Jeff Kennedy

Personal information
- Nationality: Australia
- Born: 9 September 1955 East Fremantle, Western Australia

Sport
- Position: Midfield / Attack

Career highlights
- 1982 World Lacrosse Championship MVP OC Isaachsen Trophy winner 1987

Medal record
Men's field lacrosse
Representing Australia
World Championship
| Bronze medal – third place | 1978 England |  |
| Silver medal – second place | 1982 United States |  |
| Bronze medal – third place | 1986 Canada |  |
| Bronze medal – third place | 1990 Australia |  |

= Jeff Kennedy =

Australian lacrosse player

Jeffrey Alan Kennedy (born 9 September 1955) is an Australian lacrosse player and an inaugural member of the Australian Lacrosse Hall of Fame, and inductee to the Western Australian Hall of Champions.

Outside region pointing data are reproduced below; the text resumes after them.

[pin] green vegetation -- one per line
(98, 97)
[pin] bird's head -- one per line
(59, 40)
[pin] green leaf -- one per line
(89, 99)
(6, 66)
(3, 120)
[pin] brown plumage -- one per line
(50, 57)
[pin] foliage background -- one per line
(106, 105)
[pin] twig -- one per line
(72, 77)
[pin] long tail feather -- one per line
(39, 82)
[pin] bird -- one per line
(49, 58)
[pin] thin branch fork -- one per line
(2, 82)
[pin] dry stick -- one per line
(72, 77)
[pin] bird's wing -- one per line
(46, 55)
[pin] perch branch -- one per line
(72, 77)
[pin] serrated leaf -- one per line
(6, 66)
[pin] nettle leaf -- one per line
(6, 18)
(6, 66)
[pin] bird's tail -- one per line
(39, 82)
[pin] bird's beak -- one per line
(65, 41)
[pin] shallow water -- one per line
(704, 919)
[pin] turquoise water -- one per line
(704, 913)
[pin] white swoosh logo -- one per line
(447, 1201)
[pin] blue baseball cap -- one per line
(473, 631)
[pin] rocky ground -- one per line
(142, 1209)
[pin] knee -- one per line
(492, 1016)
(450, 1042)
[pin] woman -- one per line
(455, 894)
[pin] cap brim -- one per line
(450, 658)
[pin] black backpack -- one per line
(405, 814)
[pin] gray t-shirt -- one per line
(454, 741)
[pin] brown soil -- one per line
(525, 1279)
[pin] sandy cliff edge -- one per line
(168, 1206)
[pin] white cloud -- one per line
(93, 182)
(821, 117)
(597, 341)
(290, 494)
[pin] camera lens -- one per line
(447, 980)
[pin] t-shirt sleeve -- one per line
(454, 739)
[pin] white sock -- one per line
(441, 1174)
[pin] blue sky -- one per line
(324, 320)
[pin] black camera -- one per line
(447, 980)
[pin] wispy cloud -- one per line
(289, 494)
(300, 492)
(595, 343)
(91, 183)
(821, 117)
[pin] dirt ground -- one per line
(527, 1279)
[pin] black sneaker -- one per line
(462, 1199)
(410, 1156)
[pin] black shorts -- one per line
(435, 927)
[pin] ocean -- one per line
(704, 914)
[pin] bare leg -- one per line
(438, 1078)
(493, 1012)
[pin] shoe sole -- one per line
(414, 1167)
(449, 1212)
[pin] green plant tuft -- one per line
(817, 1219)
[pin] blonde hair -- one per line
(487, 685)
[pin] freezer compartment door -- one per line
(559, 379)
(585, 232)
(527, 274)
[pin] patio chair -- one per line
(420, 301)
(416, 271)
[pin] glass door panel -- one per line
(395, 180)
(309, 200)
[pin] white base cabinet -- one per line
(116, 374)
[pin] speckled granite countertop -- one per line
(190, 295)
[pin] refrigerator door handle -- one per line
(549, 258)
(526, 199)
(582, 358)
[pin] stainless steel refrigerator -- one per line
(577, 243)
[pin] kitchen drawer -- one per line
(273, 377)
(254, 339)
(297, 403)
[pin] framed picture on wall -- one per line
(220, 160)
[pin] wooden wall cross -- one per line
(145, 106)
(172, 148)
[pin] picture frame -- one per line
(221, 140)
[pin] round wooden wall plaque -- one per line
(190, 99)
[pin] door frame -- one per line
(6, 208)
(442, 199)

A lifelong member of the East Fremantle Lacrosse Club, Jeff was an accomplished lacrosse player who played in both the midfield and attack, and represented Australia in four world championships — 1978, 1982, 1986 and 1990 — earning All-World honours in both 1982 and 1986, and being named Tournament MVP in 1982.

Jeff won the Regal Cup for the Western Australian Lacrosse Association's Fairest and Best Player in 1979, 1986, and 1987, also winning the OC Isaachsen Trophy for the Best and Fairest Player among all Australian domestic club competitions. Additionally, Jeff was awarded the Don Hobbs Trophy for the Most Valuable Player of the Australian Lacrosse National Championships in 1981 and 1983.

In 2004 Jeff was inducted into the Western Australian Hall of Champions and in 2025 was inducted as part of the inaugural class into the Australian Lacrosse Hall of Fame.